Although the ballots – some submitted by mail, but most cast in early-opening precincts – will not be tallied until election day Tuesday, Democratic voters were turning up in greater numbers than Republicans in Nevada and North Carolina, while Republicans were outperforming in Ohio and Iowa.

According to Michael McDonald, a professor at the University of Florida who runs the US Elections Project, 37m Americans had already voted by yesterday morning and as many as 40 per cent could cast their votes before Tuesday.

In 2012, total early voting was just 32.3m. Early indications showed increased turnout among Latinos, seen as a fillip to Hillary Clinton, and whites, where Donald Trump pulls support – giving both campaigns reason to trumpet the data.

But with polls showing Mrs Clinton ahead at the national level and facing tight races in many of bellwether states, early voting suggests Mr Trump will need to generate a decisive turnout on Tuesday to overcome the electoral college advantage held by the Democrats.

Mrs Clinton and Mr Trump have been campaigning in early voting states for much of the week, particularly Florida and North Carolina, both essential for Mr Trump.

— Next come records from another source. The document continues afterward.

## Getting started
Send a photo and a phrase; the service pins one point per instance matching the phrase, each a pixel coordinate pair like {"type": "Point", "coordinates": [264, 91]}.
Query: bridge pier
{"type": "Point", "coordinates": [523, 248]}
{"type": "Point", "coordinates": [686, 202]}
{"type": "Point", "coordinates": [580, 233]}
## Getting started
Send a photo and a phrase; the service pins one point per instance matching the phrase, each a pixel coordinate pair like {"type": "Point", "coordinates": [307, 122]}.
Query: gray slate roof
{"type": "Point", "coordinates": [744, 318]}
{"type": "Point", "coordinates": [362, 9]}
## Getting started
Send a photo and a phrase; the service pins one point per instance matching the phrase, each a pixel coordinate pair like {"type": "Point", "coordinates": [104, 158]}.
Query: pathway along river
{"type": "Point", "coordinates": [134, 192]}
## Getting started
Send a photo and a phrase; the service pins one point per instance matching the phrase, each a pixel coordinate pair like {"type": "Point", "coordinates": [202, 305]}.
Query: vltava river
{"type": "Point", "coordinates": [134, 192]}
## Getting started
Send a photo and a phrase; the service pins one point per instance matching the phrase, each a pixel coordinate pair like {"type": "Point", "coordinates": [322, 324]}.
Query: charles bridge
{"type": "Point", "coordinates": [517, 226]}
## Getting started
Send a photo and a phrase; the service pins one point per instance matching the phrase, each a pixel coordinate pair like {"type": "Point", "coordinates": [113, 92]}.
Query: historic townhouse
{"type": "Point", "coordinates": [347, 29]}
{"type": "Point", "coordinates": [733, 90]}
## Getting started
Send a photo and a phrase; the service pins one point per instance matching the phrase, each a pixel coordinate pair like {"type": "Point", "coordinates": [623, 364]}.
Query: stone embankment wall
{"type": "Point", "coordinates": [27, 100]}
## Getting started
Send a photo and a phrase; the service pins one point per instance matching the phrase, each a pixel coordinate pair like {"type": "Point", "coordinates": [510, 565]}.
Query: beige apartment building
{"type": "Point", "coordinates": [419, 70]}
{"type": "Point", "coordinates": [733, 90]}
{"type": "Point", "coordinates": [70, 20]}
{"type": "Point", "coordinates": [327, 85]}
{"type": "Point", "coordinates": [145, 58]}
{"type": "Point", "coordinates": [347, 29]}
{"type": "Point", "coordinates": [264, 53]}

Mr Trump is due to visit them this weekend, while Mrs Clinton is expected in south Florida today. The nastiness of the campaign continued yesterday, with Mr Trump insisting a Clinton victory would mean Washington being tied up with scandals, while Mrs Clinton returned to the theme that her rival was unfit.

“She will be under investigation for years; she will face trials,” Mr Trump said in New Hampshire about inquiries into Mrs Clinton’s email practices. At a campaign event in Pittsburgh, Mrs Clinton said: “Imagine how easy it would be for Donald Trump to feel insulted and start a real war – not just a Twitter war – at three in the morning.” Democrats have built a strong advantage in Nevada.

By Thursday evening, registered Democrats made up 42.3 per cent of the returned ballots and Republicans 36.9 per cent – a similar gap to 2012 when Barack Obama carried the state by seven points.

In North Carolina, the Democrats are also ahead in early voting by 42.7 per cent to 31.8 per cent, however Michael Bitzer, a political scientist at Cawtaba College, points out that Republicans were performing better at this stage than they were in 2012 when Mitt Romney narrowly won the state. Even in the early voting, Florida is extremely tight with Republicans casting 39.74 per cent of the votes as of yesterday and Democrats 39.71 per cent.

There was better news for the Republicans in Iowa, where the Democrats lead in early voting was well down on 2012 levels and in Ohio where they have seen a bigger increase in requests for early ballots than the Democrats and where there were indications of reduced early voting around Cleveland, a Democratic stronghold.